Investasi Properti Komersial Jakarta Catat Pertumbuhan Stabil di Tengah Ketidakpastian Global
Sektor investasi properti komersial di Jakarta menunjukkan performa resilien sepanjang kuartal I-2026, meskipun kondisi ekonomi global masih diwarnai ketidakpastian. Data Colliers Indonesia mencatat t
Sektor investasi properti komersial di Jakarta menunjukkan performa resilien sepanjang kuartal I-2026, meskipun kondisi ekonomi global masih diwarnai ketidakpastian. Data Colliers Indonesia mencatat tingkat okupansi gedung perkantoran Grade A di kawasan CBD Jakarta mencapai 72,3%, naik 2,1 poin persentase dari periode yang sama tahun lalu.
Permintaan dan Suplai Terjadi Penyesuaian
Harga sewa rata-rata gedung perkantoran premium di Jakarta Pusat berkisar Rp 280.000-Rp 350.000 per meter persegi per bulan, sesuai data Knight Frank Indonesia. Angka ini mengalami koreksi tipis 3-5% dibandingkan puncaknya pada 2019, namun stabil dibandingkan kuartal sebelumnya.
Director of Research JLL Indonesia, Tommy Hidayat, menjelaskan bahwa penyesuaian harga sewa justru menjadi daya tarik bagi investor institusional. "Banyak fund manager regional yang mulai melirik aset perkantoran di Jakarta karena yield-nya kini lebih kompetitif dibanding Singapura dan Kuala Lumpur," ujarnya dalam keterangan resmi, Senin (14/4/2026).

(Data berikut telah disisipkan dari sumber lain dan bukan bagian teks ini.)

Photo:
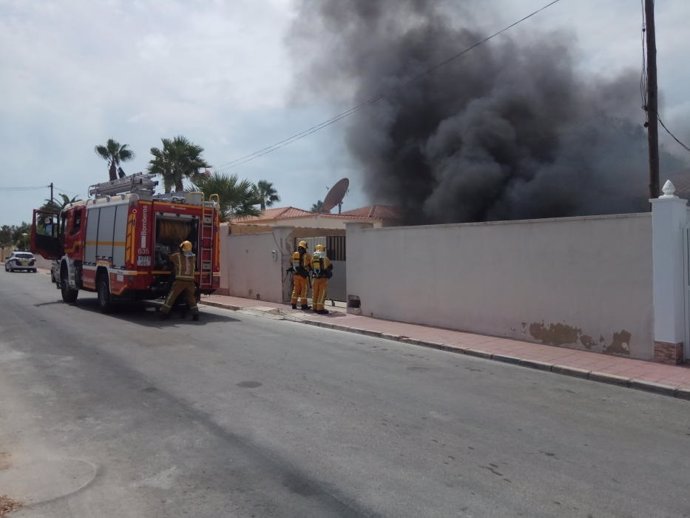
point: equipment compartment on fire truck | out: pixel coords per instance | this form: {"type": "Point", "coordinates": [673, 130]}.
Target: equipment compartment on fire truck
{"type": "Point", "coordinates": [117, 243]}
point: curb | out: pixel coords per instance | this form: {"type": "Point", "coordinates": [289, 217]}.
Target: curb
{"type": "Point", "coordinates": [600, 377]}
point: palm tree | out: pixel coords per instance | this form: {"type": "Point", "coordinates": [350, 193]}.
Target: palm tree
{"type": "Point", "coordinates": [237, 198]}
{"type": "Point", "coordinates": [177, 160]}
{"type": "Point", "coordinates": [114, 153]}
{"type": "Point", "coordinates": [265, 194]}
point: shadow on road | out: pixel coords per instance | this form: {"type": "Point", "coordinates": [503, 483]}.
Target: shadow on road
{"type": "Point", "coordinates": [146, 313]}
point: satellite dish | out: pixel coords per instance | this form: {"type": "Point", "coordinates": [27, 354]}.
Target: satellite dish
{"type": "Point", "coordinates": [335, 195]}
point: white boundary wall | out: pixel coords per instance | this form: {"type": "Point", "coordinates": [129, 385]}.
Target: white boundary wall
{"type": "Point", "coordinates": [581, 282]}
{"type": "Point", "coordinates": [253, 265]}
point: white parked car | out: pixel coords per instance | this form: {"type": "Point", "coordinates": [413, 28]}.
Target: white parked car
{"type": "Point", "coordinates": [20, 261]}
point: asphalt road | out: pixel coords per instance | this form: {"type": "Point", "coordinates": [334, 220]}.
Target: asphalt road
{"type": "Point", "coordinates": [247, 415]}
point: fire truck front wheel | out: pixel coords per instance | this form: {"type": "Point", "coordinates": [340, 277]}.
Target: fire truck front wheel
{"type": "Point", "coordinates": [104, 298]}
{"type": "Point", "coordinates": [69, 295]}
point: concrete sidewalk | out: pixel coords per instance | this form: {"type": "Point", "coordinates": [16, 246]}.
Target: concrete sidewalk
{"type": "Point", "coordinates": [668, 380]}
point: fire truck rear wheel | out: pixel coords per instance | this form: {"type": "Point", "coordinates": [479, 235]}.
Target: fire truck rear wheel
{"type": "Point", "coordinates": [69, 295]}
{"type": "Point", "coordinates": [104, 298]}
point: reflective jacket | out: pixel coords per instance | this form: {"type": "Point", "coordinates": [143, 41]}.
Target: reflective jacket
{"type": "Point", "coordinates": [301, 263]}
{"type": "Point", "coordinates": [321, 265]}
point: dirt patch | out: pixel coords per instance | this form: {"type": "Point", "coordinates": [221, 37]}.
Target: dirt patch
{"type": "Point", "coordinates": [4, 460]}
{"type": "Point", "coordinates": [7, 505]}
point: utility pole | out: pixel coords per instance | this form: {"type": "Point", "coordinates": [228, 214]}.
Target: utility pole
{"type": "Point", "coordinates": [652, 101]}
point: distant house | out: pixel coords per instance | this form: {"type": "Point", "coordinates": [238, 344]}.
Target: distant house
{"type": "Point", "coordinates": [377, 215]}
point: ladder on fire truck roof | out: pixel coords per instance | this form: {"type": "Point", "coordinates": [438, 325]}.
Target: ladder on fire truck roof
{"type": "Point", "coordinates": [206, 243]}
{"type": "Point", "coordinates": [143, 183]}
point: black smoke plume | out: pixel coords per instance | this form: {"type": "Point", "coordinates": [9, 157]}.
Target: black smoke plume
{"type": "Point", "coordinates": [507, 131]}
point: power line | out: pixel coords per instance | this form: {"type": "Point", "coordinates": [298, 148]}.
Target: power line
{"type": "Point", "coordinates": [643, 81]}
{"type": "Point", "coordinates": [373, 100]}
{"type": "Point", "coordinates": [24, 188]}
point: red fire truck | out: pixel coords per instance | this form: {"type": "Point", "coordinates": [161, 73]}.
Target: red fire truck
{"type": "Point", "coordinates": [117, 242]}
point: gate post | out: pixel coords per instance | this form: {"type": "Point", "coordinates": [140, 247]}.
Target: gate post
{"type": "Point", "coordinates": [669, 219]}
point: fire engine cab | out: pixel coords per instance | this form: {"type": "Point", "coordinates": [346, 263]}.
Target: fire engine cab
{"type": "Point", "coordinates": [117, 242]}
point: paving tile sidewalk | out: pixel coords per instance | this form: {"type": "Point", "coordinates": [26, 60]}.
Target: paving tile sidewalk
{"type": "Point", "coordinates": [669, 380]}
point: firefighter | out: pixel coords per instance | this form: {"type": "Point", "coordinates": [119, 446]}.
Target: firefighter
{"type": "Point", "coordinates": [322, 270]}
{"type": "Point", "coordinates": [300, 268]}
{"type": "Point", "coordinates": [184, 263]}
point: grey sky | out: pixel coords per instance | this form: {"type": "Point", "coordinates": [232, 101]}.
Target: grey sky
{"type": "Point", "coordinates": [74, 73]}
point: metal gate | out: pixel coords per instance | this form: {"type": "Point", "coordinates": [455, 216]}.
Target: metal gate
{"type": "Point", "coordinates": [336, 248]}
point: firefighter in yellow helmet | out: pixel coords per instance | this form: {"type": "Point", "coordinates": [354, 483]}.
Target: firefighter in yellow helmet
{"type": "Point", "coordinates": [184, 263]}
{"type": "Point", "coordinates": [300, 268]}
{"type": "Point", "coordinates": [322, 270]}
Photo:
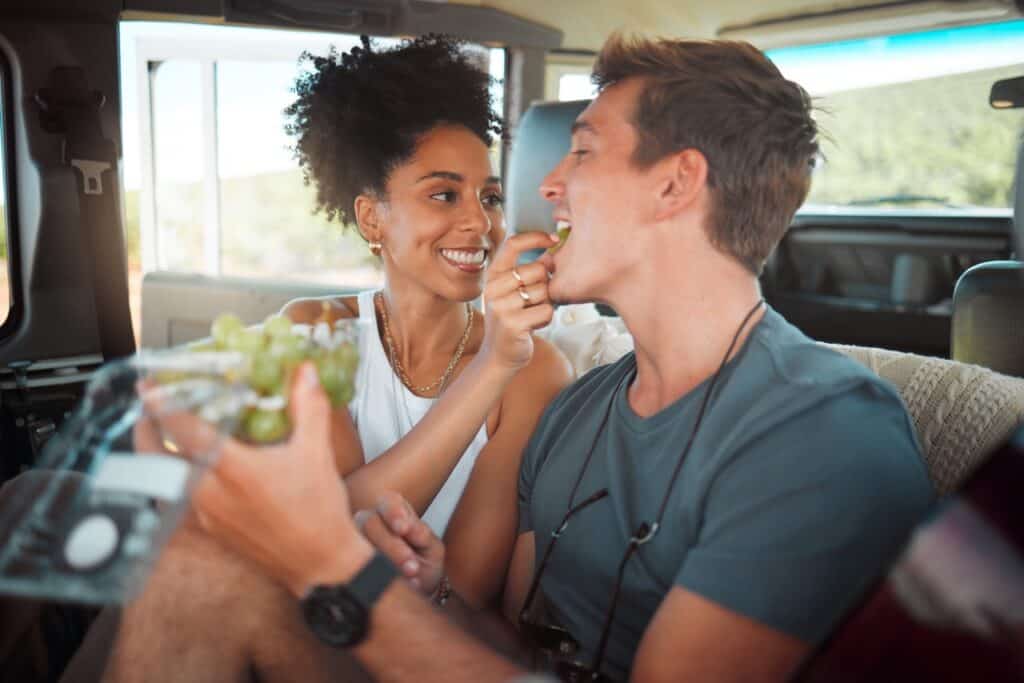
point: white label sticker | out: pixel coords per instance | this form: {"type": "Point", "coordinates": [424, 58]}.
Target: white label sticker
{"type": "Point", "coordinates": [154, 475]}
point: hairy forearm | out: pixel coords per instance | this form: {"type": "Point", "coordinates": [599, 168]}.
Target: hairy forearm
{"type": "Point", "coordinates": [419, 464]}
{"type": "Point", "coordinates": [410, 640]}
{"type": "Point", "coordinates": [488, 626]}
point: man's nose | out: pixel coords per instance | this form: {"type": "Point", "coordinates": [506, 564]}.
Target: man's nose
{"type": "Point", "coordinates": [553, 186]}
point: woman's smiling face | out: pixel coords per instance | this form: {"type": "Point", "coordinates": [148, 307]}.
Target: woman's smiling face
{"type": "Point", "coordinates": [441, 219]}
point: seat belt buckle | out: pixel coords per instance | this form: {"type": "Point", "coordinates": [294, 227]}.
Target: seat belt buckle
{"type": "Point", "coordinates": [92, 174]}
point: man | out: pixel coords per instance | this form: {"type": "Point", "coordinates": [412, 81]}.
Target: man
{"type": "Point", "coordinates": [717, 499]}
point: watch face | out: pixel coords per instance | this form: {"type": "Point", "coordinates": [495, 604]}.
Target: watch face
{"type": "Point", "coordinates": [335, 615]}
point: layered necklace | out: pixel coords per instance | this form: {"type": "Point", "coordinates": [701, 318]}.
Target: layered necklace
{"type": "Point", "coordinates": [399, 370]}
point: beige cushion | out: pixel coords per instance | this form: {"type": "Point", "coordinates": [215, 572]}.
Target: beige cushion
{"type": "Point", "coordinates": [961, 412]}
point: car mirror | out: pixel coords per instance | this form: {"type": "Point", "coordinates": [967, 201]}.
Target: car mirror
{"type": "Point", "coordinates": [1008, 93]}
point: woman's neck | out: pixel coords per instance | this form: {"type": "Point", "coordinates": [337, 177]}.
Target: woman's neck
{"type": "Point", "coordinates": [424, 328]}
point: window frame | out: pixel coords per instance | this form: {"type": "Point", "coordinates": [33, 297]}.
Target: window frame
{"type": "Point", "coordinates": [206, 51]}
{"type": "Point", "coordinates": [9, 189]}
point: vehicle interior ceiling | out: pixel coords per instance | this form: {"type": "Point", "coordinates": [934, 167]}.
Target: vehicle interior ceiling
{"type": "Point", "coordinates": [870, 272]}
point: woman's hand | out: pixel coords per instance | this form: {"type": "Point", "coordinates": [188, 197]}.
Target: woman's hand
{"type": "Point", "coordinates": [516, 300]}
{"type": "Point", "coordinates": [398, 532]}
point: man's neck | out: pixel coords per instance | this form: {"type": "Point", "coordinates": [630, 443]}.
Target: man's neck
{"type": "Point", "coordinates": [682, 319]}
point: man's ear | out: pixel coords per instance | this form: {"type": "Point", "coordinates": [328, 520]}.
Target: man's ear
{"type": "Point", "coordinates": [682, 183]}
{"type": "Point", "coordinates": [368, 218]}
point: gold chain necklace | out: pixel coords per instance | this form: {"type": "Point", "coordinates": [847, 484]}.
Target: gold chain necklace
{"type": "Point", "coordinates": [441, 381]}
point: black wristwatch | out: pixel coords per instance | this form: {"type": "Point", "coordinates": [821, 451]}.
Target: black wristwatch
{"type": "Point", "coordinates": [339, 614]}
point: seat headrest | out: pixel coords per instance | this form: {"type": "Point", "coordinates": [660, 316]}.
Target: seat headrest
{"type": "Point", "coordinates": [541, 140]}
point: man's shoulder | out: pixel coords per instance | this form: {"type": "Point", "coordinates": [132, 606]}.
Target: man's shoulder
{"type": "Point", "coordinates": [594, 385]}
{"type": "Point", "coordinates": [796, 371]}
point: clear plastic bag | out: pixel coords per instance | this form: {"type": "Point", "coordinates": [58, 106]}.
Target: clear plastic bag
{"type": "Point", "coordinates": [89, 521]}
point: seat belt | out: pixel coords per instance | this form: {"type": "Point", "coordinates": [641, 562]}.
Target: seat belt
{"type": "Point", "coordinates": [68, 108]}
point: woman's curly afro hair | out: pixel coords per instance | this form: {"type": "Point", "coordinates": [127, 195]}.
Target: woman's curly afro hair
{"type": "Point", "coordinates": [359, 114]}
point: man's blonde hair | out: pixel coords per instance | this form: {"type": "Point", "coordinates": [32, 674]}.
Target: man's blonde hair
{"type": "Point", "coordinates": [730, 102]}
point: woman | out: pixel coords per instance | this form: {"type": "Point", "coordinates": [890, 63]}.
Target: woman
{"type": "Point", "coordinates": [396, 143]}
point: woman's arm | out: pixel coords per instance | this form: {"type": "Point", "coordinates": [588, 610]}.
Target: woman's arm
{"type": "Point", "coordinates": [482, 531]}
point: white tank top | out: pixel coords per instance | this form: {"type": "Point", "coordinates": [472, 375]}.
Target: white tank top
{"type": "Point", "coordinates": [385, 411]}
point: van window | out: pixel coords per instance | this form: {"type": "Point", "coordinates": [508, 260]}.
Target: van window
{"type": "Point", "coordinates": [211, 184]}
{"type": "Point", "coordinates": [907, 119]}
{"type": "Point", "coordinates": [6, 300]}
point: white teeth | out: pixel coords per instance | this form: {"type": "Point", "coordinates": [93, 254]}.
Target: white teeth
{"type": "Point", "coordinates": [474, 257]}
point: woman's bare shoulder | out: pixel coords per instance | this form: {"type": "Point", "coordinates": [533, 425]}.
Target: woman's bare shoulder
{"type": "Point", "coordinates": [314, 309]}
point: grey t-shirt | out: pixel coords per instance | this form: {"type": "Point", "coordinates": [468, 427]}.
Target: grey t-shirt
{"type": "Point", "coordinates": [803, 484]}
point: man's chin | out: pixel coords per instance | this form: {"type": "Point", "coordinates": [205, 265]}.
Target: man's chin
{"type": "Point", "coordinates": [561, 293]}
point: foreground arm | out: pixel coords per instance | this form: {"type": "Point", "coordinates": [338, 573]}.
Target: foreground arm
{"type": "Point", "coordinates": [284, 508]}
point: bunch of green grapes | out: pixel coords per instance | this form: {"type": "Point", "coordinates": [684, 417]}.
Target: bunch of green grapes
{"type": "Point", "coordinates": [271, 353]}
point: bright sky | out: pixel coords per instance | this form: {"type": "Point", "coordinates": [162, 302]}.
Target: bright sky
{"type": "Point", "coordinates": [251, 97]}
{"type": "Point", "coordinates": [252, 94]}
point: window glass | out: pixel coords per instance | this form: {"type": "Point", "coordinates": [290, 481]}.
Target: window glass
{"type": "Point", "coordinates": [907, 120]}
{"type": "Point", "coordinates": [267, 224]}
{"type": "Point", "coordinates": [5, 295]}
{"type": "Point", "coordinates": [217, 96]}
{"type": "Point", "coordinates": [177, 150]}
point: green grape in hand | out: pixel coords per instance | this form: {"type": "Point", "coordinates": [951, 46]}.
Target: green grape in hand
{"type": "Point", "coordinates": [265, 426]}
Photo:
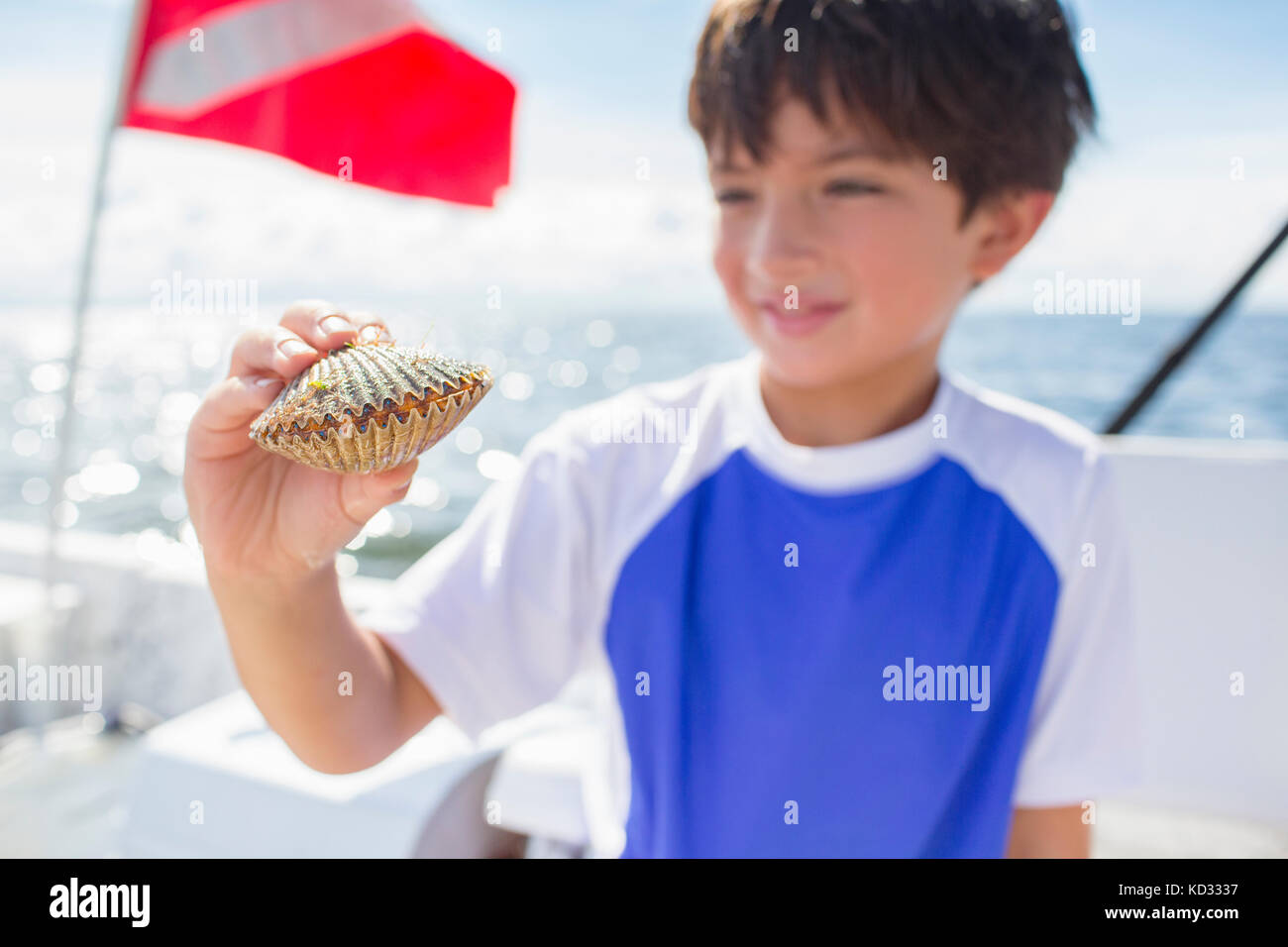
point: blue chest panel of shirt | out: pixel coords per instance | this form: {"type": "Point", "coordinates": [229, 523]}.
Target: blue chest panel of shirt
{"type": "Point", "coordinates": [765, 728]}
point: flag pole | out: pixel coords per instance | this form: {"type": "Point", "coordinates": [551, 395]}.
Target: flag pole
{"type": "Point", "coordinates": [62, 444]}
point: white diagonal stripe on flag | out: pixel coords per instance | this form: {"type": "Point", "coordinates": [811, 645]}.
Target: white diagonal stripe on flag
{"type": "Point", "coordinates": [252, 44]}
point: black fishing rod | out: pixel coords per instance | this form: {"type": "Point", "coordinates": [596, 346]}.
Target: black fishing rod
{"type": "Point", "coordinates": [1181, 352]}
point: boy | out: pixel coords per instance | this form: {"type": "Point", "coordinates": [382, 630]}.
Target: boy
{"type": "Point", "coordinates": [863, 607]}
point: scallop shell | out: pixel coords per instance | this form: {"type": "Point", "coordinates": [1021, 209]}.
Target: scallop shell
{"type": "Point", "coordinates": [370, 407]}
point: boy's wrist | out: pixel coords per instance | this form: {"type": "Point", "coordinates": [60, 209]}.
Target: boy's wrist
{"type": "Point", "coordinates": [284, 579]}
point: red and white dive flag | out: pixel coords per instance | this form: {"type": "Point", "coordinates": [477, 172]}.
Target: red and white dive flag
{"type": "Point", "coordinates": [357, 89]}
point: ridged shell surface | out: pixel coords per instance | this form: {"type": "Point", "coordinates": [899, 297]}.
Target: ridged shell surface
{"type": "Point", "coordinates": [364, 408]}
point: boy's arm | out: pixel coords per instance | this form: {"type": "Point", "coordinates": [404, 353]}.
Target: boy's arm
{"type": "Point", "coordinates": [1048, 832]}
{"type": "Point", "coordinates": [291, 644]}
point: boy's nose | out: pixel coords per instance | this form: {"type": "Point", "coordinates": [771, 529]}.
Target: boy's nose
{"type": "Point", "coordinates": [782, 245]}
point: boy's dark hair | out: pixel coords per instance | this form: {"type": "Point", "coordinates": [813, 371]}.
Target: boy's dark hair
{"type": "Point", "coordinates": [992, 85]}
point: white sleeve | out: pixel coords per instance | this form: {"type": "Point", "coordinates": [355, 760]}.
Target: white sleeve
{"type": "Point", "coordinates": [1086, 729]}
{"type": "Point", "coordinates": [496, 617]}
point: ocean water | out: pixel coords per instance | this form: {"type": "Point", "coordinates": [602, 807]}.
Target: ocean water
{"type": "Point", "coordinates": [143, 375]}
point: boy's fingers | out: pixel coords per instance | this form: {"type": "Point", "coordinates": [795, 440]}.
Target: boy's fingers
{"type": "Point", "coordinates": [372, 328]}
{"type": "Point", "coordinates": [270, 351]}
{"type": "Point", "coordinates": [224, 415]}
{"type": "Point", "coordinates": [321, 325]}
{"type": "Point", "coordinates": [365, 495]}
{"type": "Point", "coordinates": [325, 326]}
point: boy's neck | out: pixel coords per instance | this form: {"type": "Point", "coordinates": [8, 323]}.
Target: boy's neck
{"type": "Point", "coordinates": [857, 408]}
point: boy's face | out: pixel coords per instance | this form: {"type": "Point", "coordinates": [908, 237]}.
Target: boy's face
{"type": "Point", "coordinates": [868, 252]}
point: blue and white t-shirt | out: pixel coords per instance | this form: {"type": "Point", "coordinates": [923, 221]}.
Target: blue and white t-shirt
{"type": "Point", "coordinates": [876, 648]}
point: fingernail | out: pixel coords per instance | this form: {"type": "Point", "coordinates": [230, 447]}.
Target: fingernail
{"type": "Point", "coordinates": [292, 347]}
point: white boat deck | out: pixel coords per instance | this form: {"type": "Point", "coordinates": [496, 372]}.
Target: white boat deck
{"type": "Point", "coordinates": [1210, 527]}
{"type": "Point", "coordinates": [63, 793]}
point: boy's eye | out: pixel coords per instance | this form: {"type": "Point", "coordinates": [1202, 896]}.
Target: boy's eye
{"type": "Point", "coordinates": [846, 187]}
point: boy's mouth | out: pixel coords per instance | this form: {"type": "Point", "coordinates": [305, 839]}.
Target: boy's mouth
{"type": "Point", "coordinates": [799, 322]}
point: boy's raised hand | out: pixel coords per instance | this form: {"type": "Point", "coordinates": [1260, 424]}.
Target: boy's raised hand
{"type": "Point", "coordinates": [258, 513]}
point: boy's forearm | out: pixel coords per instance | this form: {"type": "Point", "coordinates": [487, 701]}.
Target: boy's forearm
{"type": "Point", "coordinates": [291, 641]}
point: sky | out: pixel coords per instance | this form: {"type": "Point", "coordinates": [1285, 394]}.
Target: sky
{"type": "Point", "coordinates": [1183, 88]}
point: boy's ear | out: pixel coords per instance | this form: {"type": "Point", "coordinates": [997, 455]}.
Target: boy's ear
{"type": "Point", "coordinates": [1006, 224]}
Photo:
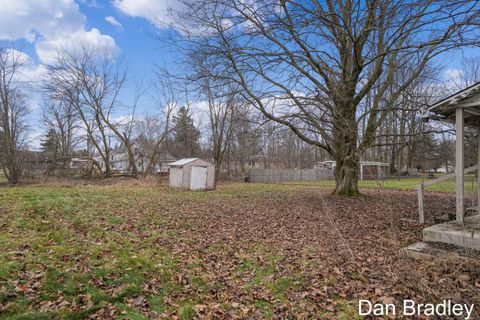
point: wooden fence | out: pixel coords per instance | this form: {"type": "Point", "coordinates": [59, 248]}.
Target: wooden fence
{"type": "Point", "coordinates": [284, 175]}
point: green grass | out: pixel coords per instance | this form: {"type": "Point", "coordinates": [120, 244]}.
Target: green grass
{"type": "Point", "coordinates": [99, 246]}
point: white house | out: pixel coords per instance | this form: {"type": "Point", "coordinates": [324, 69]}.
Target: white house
{"type": "Point", "coordinates": [192, 174]}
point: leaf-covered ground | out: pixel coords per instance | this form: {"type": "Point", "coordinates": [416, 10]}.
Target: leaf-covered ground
{"type": "Point", "coordinates": [243, 251]}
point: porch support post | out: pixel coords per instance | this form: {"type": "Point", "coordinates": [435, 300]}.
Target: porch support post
{"type": "Point", "coordinates": [459, 163]}
{"type": "Point", "coordinates": [478, 171]}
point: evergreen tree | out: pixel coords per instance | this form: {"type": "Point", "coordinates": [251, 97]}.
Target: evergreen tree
{"type": "Point", "coordinates": [185, 135]}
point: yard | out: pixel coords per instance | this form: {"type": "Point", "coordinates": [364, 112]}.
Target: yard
{"type": "Point", "coordinates": [243, 251]}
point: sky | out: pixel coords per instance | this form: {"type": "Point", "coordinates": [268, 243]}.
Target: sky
{"type": "Point", "coordinates": [125, 28]}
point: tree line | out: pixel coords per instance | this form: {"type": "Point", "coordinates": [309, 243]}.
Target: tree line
{"type": "Point", "coordinates": [287, 83]}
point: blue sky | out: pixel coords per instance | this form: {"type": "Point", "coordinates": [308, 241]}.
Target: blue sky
{"type": "Point", "coordinates": [125, 27]}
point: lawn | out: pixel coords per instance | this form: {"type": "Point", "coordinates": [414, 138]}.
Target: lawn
{"type": "Point", "coordinates": [256, 251]}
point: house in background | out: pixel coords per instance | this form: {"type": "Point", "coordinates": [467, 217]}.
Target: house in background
{"type": "Point", "coordinates": [119, 161]}
{"type": "Point", "coordinates": [192, 174]}
{"type": "Point", "coordinates": [369, 170]}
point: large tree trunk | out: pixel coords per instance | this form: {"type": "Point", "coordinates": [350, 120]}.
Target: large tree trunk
{"type": "Point", "coordinates": [345, 151]}
{"type": "Point", "coordinates": [346, 173]}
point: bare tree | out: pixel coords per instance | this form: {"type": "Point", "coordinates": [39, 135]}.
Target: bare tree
{"type": "Point", "coordinates": [157, 129]}
{"type": "Point", "coordinates": [91, 81]}
{"type": "Point", "coordinates": [309, 64]}
{"type": "Point", "coordinates": [13, 111]}
{"type": "Point", "coordinates": [61, 118]}
{"type": "Point", "coordinates": [224, 104]}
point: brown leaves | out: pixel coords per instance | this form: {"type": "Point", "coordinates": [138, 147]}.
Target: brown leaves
{"type": "Point", "coordinates": [281, 254]}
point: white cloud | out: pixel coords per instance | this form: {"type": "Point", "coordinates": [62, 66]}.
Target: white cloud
{"type": "Point", "coordinates": [155, 11]}
{"type": "Point", "coordinates": [30, 73]}
{"type": "Point", "coordinates": [93, 39]}
{"type": "Point", "coordinates": [32, 18]}
{"type": "Point", "coordinates": [114, 22]}
{"type": "Point", "coordinates": [50, 25]}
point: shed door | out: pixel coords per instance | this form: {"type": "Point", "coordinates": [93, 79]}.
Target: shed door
{"type": "Point", "coordinates": [198, 178]}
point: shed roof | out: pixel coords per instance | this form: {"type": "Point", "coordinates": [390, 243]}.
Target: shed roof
{"type": "Point", "coordinates": [185, 161]}
{"type": "Point", "coordinates": [468, 98]}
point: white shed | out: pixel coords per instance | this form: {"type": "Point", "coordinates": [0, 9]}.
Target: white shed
{"type": "Point", "coordinates": [192, 174]}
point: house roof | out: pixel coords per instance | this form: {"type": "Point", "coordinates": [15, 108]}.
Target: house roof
{"type": "Point", "coordinates": [185, 161]}
{"type": "Point", "coordinates": [468, 98]}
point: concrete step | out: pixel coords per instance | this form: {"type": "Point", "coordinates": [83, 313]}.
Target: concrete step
{"type": "Point", "coordinates": [452, 216]}
{"type": "Point", "coordinates": [429, 250]}
{"type": "Point", "coordinates": [463, 236]}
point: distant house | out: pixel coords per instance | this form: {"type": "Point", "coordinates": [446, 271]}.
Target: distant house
{"type": "Point", "coordinates": [192, 174]}
{"type": "Point", "coordinates": [120, 162]}
{"type": "Point", "coordinates": [369, 170]}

Sector Logistik dan Data Center Tetap Diminati
Kawasan industri dan logistik di pinggiran Jakarta tetap menjadi primadona investor. Tingkat okupansi gudang modern di Cikarang dan Karawang tercatat di atas 85%, didorong pertumbuhan e-commerce dan kebutuhan cold chain logistik. Sementara itu, investasi di sektor data center mengalami lonjakan signifikan dengan pipeline proyek senilai lebih dari Rp 15 triliun di wilayah Jabodetabek.
Head of Investment Services CBRE Indonesia, Maria Susanto, memproyeksikan total transaksi investasi properti komersial di Jakarta akan mencapai Rp 28-32 triliun sepanjang 2026. Angka ini naik 12-15% dari realisasi tahun lalu yang tercatat Rp 26,8 triliun.
Faktor Penunjang Pertumbuhan
Beberapa faktor mendorong optimisme investor antara lain stabilisasi suku bunga acuan Bank Indonesia di level 5,75%, pemulihan mobilitas perkantoran pasca-pandemi, dan proyek infrastruktur baru seperti MRT Fase 2 yang meningkatkan aksesibilitas kawasan strategis.
Namun, para analis mengingatkan bahwa investor perlu memperhatikan risiko kelebihan suplai di segmen tertentu. Colliers mencatat ada sekitar 450.000 meter persegi ruang perkantoran baru yang dijadwalkan selesai pada 2026-2027, yang berpotensi menekan tingkat okupansi jika pertumbuhan permintaan tidak bergerak seiring.
Tren ini menegaskan bahwa investasi properti komersial di Jakarta tetap menarik bagi investor jangka panjang yang selektif dalam memilih segmen dan lokasi strategis.
Berdasarkan data dan analisis terkini, tren analisis investasi properti komersial di jakarta menunjukkan dinamika yang signifikan di pasar Indonesia. Para pelaku industri dan pemangku kepentingan terus mencermati perkembangan ini untuk mengambil langkah strategis yang tepat.